El pilar fundamental de esta obra es su largo proceso de investigación, que se prolongó durante años. Ulli Lust se apoya en estudios de arqueología, antropología y arte prehistórico para cuestionar una idea profundamente arraigada: que la historia de la humanidad ha sido protagonizada principalmente por hombres. Spoiler: no lo estaba.
A partir de ahí, la autora introduce uno de los aspectos más interesantes del libro: muchas de las primeras representaciones humanas eran mujeres. Este hecho, aparentemente sencillo, abre la puerta a una reinterpretación completa del papel femenino en la prehistoria. ¿Quién creó esas estatuillas? ¿Fueron mujeres las artistas? ¿Cómo cambiaría su significado si lo fueron?
Partiendo también de su propia experiencia personal, Lust rememora su infancia y su adolescencia, etapas en las que interiorizó normas sociales sobre el cuerpo de la mujer y lo femenino en general: vergüenza, silencio e invisibilización. Este enfoque conecta pasado y presente, mostrando que la invisibilización de la mujer no es algo puntual, sino estructural, cotidiano y profundamente normalizado desde hace milenios.

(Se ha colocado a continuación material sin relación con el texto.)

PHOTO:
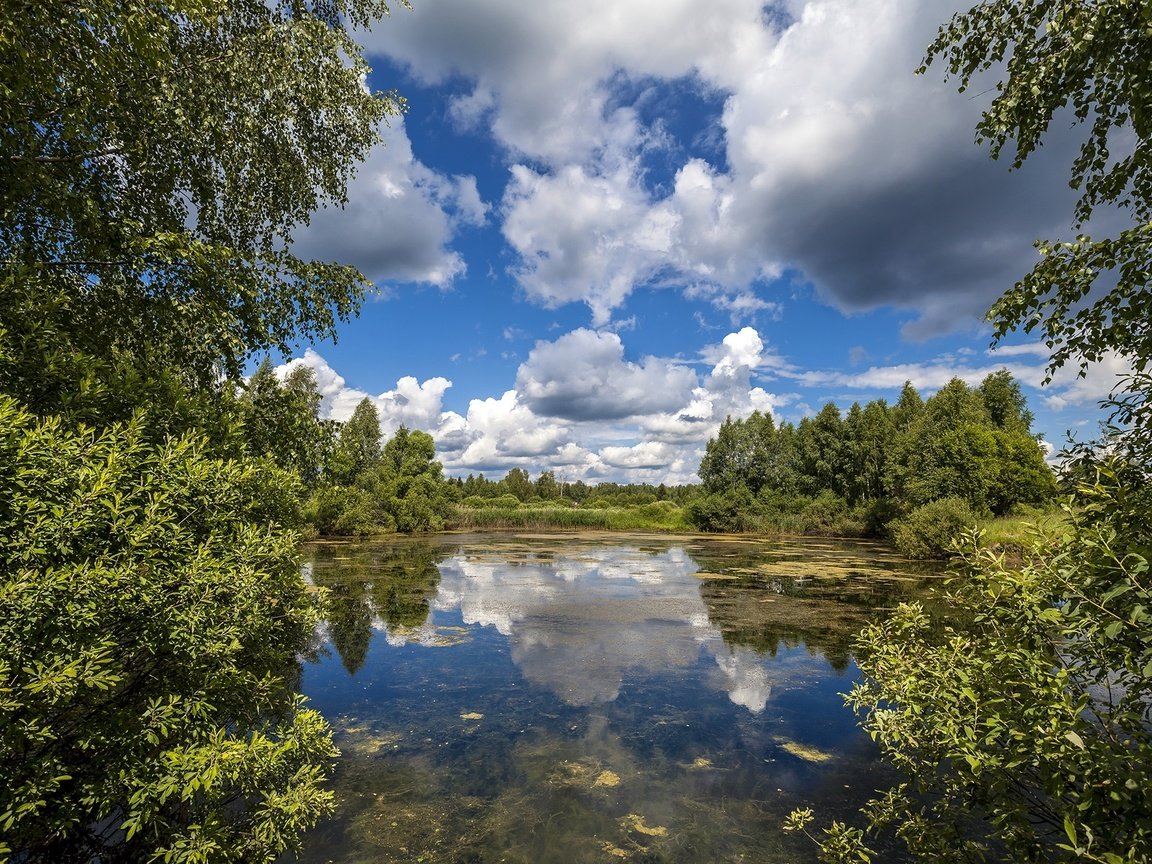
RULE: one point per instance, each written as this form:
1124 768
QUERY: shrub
151 607
929 531
728 512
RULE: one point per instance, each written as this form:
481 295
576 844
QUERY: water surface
607 698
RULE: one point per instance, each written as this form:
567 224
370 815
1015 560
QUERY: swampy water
562 699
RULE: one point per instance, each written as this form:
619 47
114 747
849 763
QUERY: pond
547 698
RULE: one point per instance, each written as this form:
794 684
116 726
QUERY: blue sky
603 227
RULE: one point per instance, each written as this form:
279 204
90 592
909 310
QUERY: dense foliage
858 470
364 489
1025 734
150 614
157 158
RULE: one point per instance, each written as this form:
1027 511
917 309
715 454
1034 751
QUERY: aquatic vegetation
636 823
593 700
804 751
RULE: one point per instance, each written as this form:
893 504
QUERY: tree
157 159
517 483
820 451
1005 402
408 486
150 614
1024 733
1086 296
281 419
357 448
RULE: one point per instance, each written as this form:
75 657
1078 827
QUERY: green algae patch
804 751
633 821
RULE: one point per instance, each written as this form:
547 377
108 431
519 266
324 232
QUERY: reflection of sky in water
532 700
581 623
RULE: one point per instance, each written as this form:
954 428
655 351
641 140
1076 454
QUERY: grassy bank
1017 532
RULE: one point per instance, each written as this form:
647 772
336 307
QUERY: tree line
1021 724
873 463
157 159
353 482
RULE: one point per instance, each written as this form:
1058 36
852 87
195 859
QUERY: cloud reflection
581 623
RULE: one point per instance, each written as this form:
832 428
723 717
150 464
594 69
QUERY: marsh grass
1018 532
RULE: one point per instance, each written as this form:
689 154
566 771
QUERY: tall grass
1017 532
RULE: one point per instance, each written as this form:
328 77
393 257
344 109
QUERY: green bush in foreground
151 608
927 532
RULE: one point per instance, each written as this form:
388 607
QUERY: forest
152 609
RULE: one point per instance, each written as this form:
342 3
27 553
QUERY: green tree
517 483
281 419
546 486
821 453
157 158
150 614
357 449
408 486
1086 295
1005 402
1024 734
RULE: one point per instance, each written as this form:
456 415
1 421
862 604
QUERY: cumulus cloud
838 163
411 403
578 408
583 376
399 220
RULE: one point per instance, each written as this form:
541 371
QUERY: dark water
630 698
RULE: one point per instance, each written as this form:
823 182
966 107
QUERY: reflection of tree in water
821 612
394 583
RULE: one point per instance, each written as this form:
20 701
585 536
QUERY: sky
601 227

Una vez asimilado ese primer golpe, llega la caída de otros mitos: el famoso “hombre cazador” no era el centro de la comunidad y las mujeres no se limitaban a parir y criar. Las primeras sociedades eran mucho más complejas, colaborativas y solidarias de lo que se había creído hasta ahora. En este sentido, la obra insiste en que gran parte de lo que creemos saber responde más a construcciones culturales y patriarcales que a evidencias reales.(para sorpresa de nadie a estas alturas).